Purpose: To describe the association of serous maculopathy with absence of retinal pigment epithelium (SMARPE) and large drusen in patients with non-neovascular age-related macular degeneration (AMD).

Methods: A retrospective study of ophthalmic examination and multimodal imaging data of individuals with SMARPE and large drusen observed over a period of 12-month was accomplished. SMARPE was defined as subretinal accumulation of fluid within the macular area due to retinal pigment epithelium (RPE) aperture.
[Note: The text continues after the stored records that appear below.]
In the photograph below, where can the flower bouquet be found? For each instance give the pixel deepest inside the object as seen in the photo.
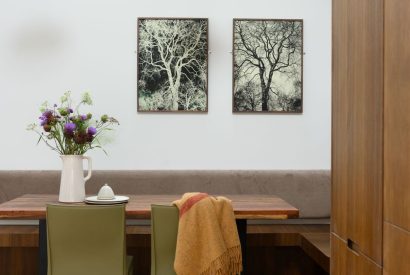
(65, 130)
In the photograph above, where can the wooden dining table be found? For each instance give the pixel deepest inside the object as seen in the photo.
(246, 207)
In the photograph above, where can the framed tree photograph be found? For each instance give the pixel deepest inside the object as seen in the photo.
(172, 65)
(267, 66)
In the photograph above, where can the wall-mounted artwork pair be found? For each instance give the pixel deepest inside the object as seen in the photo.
(173, 65)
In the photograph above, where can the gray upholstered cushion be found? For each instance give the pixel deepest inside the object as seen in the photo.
(307, 190)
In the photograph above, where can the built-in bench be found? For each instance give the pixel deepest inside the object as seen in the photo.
(313, 239)
(309, 191)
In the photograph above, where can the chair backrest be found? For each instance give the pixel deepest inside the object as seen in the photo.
(86, 240)
(164, 227)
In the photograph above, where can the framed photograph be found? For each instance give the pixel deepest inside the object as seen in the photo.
(267, 66)
(172, 65)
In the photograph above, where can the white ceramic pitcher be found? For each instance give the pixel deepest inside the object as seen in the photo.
(72, 185)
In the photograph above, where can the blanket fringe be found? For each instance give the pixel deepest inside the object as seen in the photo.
(229, 263)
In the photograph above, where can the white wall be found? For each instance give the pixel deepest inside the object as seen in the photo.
(49, 46)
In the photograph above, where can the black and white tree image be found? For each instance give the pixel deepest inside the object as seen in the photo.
(267, 65)
(172, 64)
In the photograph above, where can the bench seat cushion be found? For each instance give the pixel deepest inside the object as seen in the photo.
(308, 190)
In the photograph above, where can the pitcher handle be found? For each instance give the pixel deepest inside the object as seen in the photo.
(89, 166)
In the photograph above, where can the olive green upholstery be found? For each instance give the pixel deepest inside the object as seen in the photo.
(164, 224)
(87, 240)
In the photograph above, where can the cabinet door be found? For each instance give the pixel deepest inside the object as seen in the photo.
(357, 124)
(347, 261)
(397, 116)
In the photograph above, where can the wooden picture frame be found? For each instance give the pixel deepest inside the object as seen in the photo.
(172, 62)
(267, 60)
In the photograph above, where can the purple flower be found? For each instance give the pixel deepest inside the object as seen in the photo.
(69, 128)
(47, 114)
(91, 131)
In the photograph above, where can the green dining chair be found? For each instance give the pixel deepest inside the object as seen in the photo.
(164, 230)
(84, 240)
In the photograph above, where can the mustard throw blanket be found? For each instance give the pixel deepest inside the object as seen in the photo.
(207, 241)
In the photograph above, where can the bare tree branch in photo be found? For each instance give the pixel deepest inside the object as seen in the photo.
(173, 52)
(265, 48)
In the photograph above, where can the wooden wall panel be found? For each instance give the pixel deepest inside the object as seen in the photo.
(366, 151)
(397, 113)
(357, 124)
(340, 119)
(396, 250)
(338, 260)
(346, 261)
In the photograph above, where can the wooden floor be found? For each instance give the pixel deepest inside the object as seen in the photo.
(271, 249)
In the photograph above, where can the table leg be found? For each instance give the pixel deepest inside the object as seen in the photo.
(241, 225)
(42, 247)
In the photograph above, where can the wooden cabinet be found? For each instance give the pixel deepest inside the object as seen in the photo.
(396, 243)
(347, 261)
(371, 137)
(357, 125)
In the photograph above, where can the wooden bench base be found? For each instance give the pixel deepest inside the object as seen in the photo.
(270, 247)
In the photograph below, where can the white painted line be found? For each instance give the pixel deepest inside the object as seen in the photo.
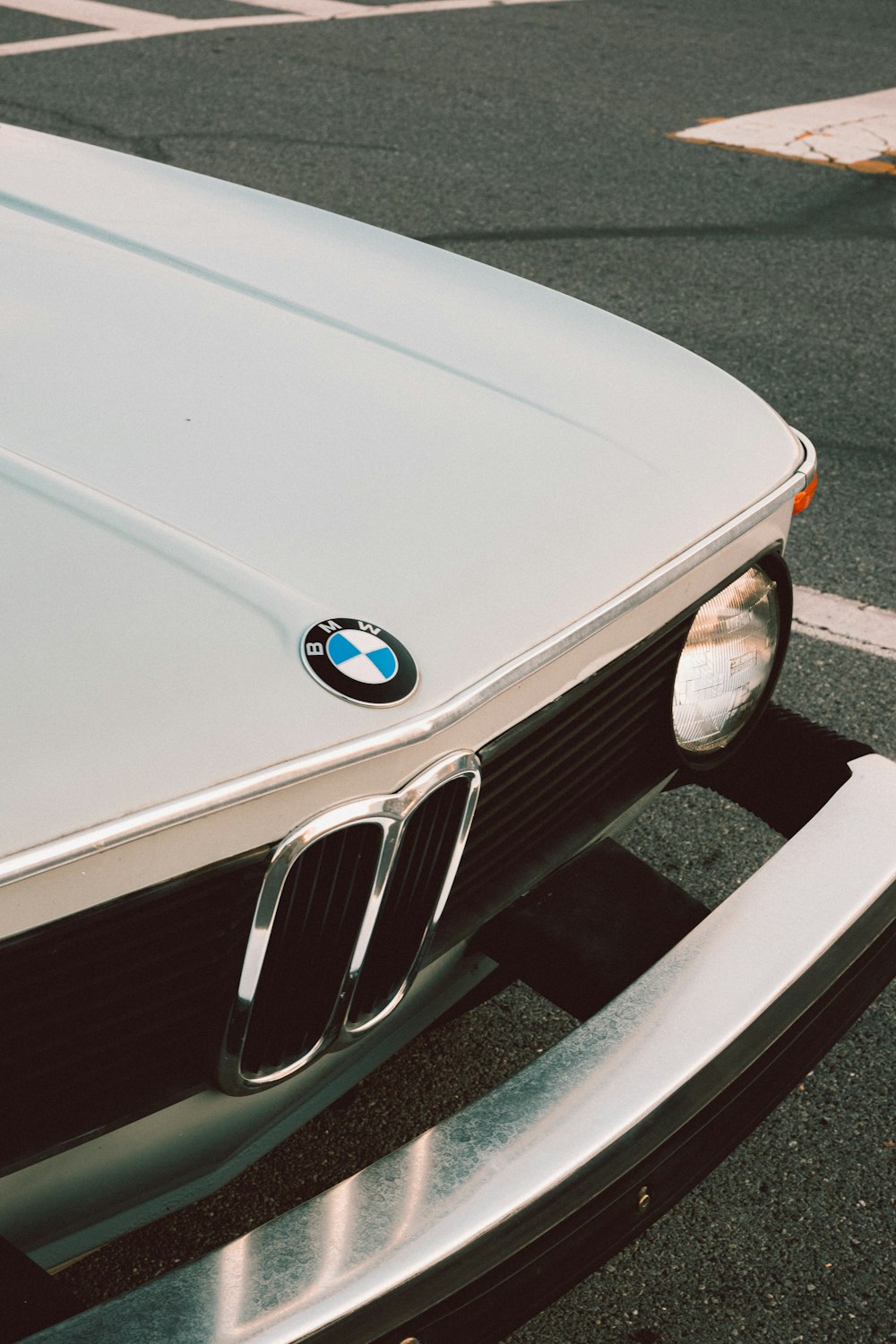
(137, 23)
(844, 132)
(839, 620)
(314, 8)
(306, 11)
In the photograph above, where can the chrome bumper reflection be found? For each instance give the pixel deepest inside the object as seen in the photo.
(429, 1218)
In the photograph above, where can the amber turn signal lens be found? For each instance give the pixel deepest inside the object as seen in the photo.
(804, 499)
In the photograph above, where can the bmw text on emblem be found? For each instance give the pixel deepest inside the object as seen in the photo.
(359, 660)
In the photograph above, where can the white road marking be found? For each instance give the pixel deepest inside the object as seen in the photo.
(857, 134)
(124, 24)
(93, 13)
(839, 620)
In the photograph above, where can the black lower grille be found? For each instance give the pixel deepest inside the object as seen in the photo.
(116, 1012)
(110, 1013)
(560, 777)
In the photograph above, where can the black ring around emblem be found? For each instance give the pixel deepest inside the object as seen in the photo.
(359, 661)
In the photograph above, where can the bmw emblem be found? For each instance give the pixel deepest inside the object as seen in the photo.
(359, 660)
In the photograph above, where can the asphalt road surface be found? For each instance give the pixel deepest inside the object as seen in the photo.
(536, 137)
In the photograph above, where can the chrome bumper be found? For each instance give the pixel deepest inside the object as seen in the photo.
(403, 1247)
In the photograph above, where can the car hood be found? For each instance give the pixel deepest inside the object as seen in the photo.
(228, 417)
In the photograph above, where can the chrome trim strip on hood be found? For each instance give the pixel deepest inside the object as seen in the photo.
(137, 825)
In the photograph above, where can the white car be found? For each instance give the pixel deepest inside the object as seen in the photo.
(355, 597)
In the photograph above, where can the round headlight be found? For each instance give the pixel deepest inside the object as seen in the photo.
(726, 663)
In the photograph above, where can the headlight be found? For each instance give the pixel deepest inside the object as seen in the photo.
(727, 663)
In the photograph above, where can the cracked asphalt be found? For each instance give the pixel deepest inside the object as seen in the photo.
(536, 139)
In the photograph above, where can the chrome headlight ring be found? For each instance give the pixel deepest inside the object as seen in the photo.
(729, 663)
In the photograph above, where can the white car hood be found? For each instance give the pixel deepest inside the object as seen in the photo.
(226, 417)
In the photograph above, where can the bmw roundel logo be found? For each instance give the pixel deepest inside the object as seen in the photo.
(359, 660)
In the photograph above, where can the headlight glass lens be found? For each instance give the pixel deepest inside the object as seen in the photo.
(726, 663)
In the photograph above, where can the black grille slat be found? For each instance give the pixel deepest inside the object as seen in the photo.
(322, 909)
(93, 1039)
(564, 774)
(410, 895)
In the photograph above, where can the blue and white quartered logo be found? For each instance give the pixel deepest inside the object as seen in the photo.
(359, 660)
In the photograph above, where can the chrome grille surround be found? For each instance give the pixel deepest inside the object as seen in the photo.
(392, 814)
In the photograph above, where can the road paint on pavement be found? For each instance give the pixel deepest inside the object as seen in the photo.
(855, 625)
(857, 134)
(118, 23)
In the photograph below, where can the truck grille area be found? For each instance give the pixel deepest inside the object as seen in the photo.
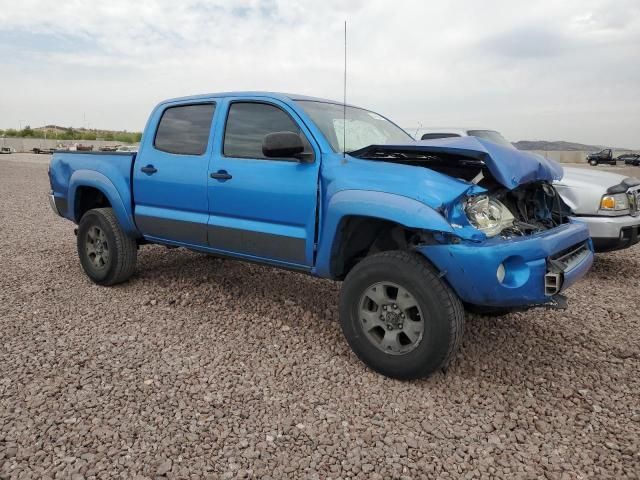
(562, 262)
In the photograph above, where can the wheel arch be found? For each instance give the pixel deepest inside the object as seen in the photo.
(88, 182)
(358, 220)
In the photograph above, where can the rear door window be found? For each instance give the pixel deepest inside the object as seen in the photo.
(184, 130)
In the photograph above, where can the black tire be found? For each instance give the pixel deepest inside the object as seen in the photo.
(119, 261)
(442, 314)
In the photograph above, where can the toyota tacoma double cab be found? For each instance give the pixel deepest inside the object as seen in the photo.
(416, 233)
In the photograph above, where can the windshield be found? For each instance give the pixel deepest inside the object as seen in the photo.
(363, 128)
(492, 136)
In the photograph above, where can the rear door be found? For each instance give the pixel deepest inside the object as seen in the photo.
(170, 174)
(263, 208)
Large drusen were identified by the presence of sub-RPE deposits using multimodal imaging analysis (color fundus photography, fundus autofluorescence, and spectral-domain optical coherence tomography).

Results: Twelve eyes of 7 white patients with a mean age of 77 years were observed to have SMARPE associated with large drusen. The median visual acuity was 20/100. Bilateral SMARPE lesions were observed in 71% of study patients. All SMARPE lesions were hypoautofluorescent, located in the subretinal space between the RPE and the ellipsoid zone, and presented as complete or incomplete RPE apertures associated with subretinal fluid. The SMARPE in this study had coincident multimodal imaging features as the SMARPE described in other reports in the literature.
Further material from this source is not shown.